Where do you guys get the 'bubble tea' straws. I've seen them at Panera, and they look really cool. I was at an ICES day of sharing and one of the instructors there suggested also using these to hold flowers for your cake (way cool) and to press the end into a piece of fondant to create a "bottom". Better than those picks you have to buy!

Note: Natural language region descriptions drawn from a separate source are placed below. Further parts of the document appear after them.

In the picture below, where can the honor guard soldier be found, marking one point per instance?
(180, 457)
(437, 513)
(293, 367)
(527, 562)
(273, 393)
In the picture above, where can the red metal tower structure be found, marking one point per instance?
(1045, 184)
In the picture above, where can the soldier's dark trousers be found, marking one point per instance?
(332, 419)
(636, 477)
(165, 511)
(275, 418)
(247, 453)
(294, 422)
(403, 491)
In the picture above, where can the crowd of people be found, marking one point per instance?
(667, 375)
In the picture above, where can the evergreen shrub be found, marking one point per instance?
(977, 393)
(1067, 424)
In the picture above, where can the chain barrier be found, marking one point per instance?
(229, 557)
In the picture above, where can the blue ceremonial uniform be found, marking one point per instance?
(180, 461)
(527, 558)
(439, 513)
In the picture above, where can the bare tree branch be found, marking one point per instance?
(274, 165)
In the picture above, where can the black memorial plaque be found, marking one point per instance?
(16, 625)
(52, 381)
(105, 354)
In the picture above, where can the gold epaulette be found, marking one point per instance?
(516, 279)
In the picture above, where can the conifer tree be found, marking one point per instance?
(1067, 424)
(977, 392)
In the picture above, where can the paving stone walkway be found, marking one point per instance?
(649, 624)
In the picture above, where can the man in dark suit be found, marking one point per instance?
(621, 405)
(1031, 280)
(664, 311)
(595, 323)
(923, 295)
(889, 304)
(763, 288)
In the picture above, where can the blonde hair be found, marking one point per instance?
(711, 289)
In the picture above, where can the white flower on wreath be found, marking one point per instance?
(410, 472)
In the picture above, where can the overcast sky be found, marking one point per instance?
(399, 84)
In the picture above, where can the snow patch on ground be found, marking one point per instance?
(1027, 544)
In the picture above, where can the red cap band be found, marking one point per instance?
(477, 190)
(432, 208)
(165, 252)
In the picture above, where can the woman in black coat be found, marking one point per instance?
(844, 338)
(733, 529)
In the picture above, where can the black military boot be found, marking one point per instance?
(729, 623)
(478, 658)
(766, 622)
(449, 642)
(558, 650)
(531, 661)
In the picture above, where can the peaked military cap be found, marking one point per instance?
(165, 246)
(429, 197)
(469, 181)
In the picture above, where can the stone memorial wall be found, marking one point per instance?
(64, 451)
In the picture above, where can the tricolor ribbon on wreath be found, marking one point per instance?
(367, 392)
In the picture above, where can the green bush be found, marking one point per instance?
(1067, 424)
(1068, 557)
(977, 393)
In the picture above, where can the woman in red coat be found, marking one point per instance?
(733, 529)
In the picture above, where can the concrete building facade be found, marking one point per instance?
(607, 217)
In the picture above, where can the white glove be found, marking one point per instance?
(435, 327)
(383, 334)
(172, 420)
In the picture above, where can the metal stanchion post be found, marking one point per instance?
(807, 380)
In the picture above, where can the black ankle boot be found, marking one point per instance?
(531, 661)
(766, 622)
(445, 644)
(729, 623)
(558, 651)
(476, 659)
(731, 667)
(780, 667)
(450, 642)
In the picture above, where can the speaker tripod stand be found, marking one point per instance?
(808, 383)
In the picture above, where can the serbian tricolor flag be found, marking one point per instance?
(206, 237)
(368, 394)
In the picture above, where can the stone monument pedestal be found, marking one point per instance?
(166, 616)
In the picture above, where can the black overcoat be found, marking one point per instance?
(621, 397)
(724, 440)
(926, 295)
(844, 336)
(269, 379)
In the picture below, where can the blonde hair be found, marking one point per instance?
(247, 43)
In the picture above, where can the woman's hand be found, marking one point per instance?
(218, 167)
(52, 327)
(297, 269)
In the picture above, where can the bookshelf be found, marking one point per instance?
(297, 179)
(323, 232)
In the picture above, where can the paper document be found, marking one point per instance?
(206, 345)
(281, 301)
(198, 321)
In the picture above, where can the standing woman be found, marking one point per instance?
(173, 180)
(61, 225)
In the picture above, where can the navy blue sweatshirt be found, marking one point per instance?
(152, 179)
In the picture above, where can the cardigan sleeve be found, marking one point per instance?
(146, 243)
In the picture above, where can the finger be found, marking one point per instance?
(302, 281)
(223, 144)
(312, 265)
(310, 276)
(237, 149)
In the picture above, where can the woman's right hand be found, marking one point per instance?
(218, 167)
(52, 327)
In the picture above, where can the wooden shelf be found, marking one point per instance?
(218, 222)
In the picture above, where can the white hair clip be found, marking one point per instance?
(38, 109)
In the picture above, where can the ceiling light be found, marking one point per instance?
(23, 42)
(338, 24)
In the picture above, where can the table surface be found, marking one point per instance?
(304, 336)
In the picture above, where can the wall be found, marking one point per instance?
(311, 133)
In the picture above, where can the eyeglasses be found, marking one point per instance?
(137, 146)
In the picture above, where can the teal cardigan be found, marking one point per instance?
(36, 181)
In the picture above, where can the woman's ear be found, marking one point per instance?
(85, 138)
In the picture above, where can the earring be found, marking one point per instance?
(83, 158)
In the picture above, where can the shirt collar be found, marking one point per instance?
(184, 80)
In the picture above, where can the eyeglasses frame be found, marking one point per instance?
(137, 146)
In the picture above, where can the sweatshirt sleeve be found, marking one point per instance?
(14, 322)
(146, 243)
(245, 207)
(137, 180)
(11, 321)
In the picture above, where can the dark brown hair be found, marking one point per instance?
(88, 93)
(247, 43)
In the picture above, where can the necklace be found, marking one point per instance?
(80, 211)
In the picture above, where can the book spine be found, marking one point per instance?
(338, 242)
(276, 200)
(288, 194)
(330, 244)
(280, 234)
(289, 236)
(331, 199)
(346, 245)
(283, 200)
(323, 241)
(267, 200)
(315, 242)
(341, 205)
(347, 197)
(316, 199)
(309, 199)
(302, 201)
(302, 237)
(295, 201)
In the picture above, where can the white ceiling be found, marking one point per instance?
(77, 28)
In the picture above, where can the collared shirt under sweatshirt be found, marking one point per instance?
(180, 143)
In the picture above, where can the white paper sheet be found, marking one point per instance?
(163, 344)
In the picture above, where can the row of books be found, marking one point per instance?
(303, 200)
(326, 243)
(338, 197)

prettycake Posted 4 Oct 2006 , 4:37pm
post #25 of 40

Any drinking straw will do, BUT if you are using the straw as your support, it's not meant to be tall.. only for short cakes, with a skewer inside the straw. icon_smile.gif

Chefgirl Posted 4 Oct 2006 , 4:39pm
post #26 of 40

Okay, i just did a google search and they are sold all over the place online. They are the straws used for bubble tea, which has tapioca pearls or something in it so the straw has to be thicker so you can drink the tapioca. They look much stronger than regular drinking straws. I bet you can find them at Asian grocery stores.

mconrey Posted 4 Oct 2006 , 4:50pm
post #27 of 40

I use straws too - but have never done anything more than a 2-layer. I also do a center dowel if the cake is being transported. I got my straws at Wal-Mart. If you're going to try them, I'd suggest finding the largest in diameter that you can (like the bubble tea straws). Another plus about straws...you can get them in bright colors so people will see them in the cake and know to pull them out. Then you won't have the problem of someone biting into one! icon_surprised.gif

prettycake Posted 4 Oct 2006 , 5:28pm
post #28 of 40

Get those big straws at McDonalds.. get a handful or at Seven Eleven. icon_smile.gif

AMW Posted 4 Oct 2006 , 5:35pm
post #29 of 40

Straws are so inexpensive regardless where you get them from that I can't see advocating stealing them.

cupcake55 Posted 4 Oct 2006 , 7:22pm
post #30 of 40

Chefgirl is correct. You can find them at Asian grocery stores. You can also buy them on the Internet. There are about 40 straws to a bag and should cost around $2.